Make Everybody Rich by FREDERICKTURNER

The Panacea is obvious

“Any inventory of the world’s current problem areas probably includes several of the following: war, the environment, education, health, crime, women’s rights, unemployment, the oppression of the poor, racism, xenophobia, restrictions on political liberty, the decline of religious spirituality, various crises in the arts, lack of support for scientific research and the space program, and over population. There is, in fact, a simple and effective solution to all these problems: make everybody in the world rich. Poverty is not just one more head on the hydra, but the hydra itself that grows all the heads. Put a stake in the hydra, and the heads disappear.
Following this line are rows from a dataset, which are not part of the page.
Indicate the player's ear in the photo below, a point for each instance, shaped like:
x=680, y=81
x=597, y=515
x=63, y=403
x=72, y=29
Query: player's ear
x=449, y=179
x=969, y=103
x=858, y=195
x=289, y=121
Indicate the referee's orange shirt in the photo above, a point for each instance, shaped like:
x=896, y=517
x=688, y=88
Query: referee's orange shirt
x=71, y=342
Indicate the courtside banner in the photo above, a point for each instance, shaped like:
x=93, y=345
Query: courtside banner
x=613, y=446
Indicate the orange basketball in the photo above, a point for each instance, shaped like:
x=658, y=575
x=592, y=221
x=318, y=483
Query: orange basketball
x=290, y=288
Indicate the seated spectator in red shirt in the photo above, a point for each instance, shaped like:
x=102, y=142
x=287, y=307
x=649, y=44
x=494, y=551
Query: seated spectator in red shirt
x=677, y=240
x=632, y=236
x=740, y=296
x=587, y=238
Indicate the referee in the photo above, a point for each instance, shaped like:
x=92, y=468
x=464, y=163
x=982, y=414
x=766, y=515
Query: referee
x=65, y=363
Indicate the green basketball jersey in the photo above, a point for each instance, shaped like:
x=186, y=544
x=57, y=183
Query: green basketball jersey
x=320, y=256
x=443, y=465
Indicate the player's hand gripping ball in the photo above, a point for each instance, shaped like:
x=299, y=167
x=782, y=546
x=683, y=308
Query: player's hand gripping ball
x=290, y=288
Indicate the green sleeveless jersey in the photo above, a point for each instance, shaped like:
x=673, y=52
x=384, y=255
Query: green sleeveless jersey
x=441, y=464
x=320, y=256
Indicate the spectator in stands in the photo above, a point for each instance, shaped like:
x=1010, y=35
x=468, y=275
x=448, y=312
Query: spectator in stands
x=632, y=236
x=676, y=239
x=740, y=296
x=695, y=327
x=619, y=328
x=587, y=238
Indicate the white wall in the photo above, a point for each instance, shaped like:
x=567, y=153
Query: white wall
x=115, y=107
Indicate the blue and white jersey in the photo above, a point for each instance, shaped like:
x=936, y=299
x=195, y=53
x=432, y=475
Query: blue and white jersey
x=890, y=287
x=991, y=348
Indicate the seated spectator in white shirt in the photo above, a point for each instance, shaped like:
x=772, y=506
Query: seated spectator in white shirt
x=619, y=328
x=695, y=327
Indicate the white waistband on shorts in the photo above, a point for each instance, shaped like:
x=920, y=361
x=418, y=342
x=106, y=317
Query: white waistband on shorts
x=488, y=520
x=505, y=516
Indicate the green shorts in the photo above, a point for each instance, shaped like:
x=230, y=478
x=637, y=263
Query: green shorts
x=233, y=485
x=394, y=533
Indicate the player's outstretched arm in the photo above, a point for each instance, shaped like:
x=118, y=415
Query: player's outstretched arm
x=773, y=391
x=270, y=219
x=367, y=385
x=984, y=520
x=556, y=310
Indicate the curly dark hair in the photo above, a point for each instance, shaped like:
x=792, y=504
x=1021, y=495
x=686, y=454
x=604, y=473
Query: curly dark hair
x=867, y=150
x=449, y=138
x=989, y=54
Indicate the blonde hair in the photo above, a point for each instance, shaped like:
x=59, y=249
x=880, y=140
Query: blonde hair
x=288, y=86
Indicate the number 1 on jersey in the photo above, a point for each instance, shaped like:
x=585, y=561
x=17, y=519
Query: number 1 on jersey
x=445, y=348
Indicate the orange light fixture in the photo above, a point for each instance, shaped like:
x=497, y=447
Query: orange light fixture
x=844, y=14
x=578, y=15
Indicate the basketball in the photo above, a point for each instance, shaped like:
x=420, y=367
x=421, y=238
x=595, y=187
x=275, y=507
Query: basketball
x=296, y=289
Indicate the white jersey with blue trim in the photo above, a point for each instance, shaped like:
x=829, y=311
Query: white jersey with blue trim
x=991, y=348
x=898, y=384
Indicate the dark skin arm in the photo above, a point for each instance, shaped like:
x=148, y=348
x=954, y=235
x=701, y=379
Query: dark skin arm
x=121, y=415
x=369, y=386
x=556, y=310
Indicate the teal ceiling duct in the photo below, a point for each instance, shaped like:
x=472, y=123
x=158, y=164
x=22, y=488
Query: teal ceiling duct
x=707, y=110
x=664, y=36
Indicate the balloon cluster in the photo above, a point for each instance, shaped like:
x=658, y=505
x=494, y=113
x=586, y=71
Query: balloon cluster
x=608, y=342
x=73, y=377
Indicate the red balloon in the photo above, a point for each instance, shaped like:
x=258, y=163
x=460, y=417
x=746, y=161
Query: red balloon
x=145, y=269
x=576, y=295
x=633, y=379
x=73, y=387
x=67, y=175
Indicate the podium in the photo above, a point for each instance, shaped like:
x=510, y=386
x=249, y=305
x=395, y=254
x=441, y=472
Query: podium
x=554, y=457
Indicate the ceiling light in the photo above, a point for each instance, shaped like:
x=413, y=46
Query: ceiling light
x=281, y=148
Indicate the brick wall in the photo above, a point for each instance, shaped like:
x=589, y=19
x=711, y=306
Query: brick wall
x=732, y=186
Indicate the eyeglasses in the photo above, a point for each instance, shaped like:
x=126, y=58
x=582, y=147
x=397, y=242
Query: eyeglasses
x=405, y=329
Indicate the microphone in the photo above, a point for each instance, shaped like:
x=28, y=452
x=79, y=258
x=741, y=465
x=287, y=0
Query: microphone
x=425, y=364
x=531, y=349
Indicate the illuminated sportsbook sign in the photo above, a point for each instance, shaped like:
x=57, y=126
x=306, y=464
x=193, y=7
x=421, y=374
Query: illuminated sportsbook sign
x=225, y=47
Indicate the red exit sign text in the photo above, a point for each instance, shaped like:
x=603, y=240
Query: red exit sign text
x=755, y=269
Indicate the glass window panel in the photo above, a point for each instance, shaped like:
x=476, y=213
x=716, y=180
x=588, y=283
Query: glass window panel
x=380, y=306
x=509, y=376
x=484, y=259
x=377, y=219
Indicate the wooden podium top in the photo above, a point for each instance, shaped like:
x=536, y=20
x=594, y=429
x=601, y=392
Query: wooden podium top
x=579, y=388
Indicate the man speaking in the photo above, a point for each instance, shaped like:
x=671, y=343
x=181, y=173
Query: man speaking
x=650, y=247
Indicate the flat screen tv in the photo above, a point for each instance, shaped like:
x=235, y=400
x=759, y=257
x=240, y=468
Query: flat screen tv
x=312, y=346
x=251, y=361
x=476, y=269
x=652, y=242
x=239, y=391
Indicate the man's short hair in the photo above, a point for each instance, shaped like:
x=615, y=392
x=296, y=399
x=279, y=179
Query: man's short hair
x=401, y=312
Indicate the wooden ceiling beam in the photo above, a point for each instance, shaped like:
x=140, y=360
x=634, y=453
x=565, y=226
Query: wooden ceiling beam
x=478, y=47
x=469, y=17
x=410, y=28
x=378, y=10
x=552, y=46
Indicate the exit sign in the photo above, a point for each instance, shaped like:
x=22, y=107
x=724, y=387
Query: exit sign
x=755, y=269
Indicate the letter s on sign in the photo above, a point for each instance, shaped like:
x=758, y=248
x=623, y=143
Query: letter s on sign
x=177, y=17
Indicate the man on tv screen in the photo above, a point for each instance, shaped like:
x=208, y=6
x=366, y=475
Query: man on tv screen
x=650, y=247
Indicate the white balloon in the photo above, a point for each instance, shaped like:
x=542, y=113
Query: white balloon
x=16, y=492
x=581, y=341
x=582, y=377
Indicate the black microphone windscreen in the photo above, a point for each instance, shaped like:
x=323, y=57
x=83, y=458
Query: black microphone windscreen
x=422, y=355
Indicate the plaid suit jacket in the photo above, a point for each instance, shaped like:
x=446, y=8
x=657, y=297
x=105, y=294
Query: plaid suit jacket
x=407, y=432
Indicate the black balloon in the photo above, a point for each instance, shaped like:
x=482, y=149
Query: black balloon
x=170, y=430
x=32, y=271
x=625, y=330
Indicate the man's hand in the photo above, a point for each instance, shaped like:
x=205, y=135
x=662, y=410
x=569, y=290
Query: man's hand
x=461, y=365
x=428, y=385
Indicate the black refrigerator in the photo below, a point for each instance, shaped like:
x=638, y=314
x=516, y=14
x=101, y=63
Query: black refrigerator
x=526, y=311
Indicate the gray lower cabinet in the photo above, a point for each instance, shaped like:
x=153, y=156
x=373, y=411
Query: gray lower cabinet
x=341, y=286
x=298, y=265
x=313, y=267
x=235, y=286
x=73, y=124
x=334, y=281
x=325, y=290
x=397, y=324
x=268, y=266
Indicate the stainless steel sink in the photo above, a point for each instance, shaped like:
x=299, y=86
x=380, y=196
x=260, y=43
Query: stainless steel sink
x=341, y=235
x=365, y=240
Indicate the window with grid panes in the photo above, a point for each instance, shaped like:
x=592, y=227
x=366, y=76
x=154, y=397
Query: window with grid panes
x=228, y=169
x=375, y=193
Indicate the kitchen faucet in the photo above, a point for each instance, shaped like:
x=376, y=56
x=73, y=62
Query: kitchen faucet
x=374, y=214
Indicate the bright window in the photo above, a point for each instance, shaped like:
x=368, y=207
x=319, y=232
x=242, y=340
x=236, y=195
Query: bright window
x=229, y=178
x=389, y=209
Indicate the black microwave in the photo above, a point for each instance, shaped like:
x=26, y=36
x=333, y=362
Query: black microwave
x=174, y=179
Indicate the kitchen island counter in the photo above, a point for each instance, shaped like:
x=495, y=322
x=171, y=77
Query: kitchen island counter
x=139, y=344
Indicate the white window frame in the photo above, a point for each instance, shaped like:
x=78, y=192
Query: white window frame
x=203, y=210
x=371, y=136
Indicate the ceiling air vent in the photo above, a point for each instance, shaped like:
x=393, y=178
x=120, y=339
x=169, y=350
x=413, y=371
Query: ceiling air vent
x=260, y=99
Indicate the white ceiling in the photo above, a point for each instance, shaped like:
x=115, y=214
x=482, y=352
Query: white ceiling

The Panacea Is Obvious

The overwhelming evidence is that rich people don’t like sending their children off to war, and they will go to extraordinary lengths to avoid doing so. They will take these actions individually, as did the parents of U.S. politicians who pulled strings to keep their kids out of Vietnam, or they will take them collectively, as did the Western nations that hovered nervously around Bosnia, like country club luncheon guests who have discovered a wasp on the cucumber sandwiches. In Kosovo, the rich nations would not let their children get any closer to the sharp end than fifteen thousand feet. A world full of rich people will obviously be too wary to go to war, so war will die out. The resultant savings in military budgets will make the world richer still.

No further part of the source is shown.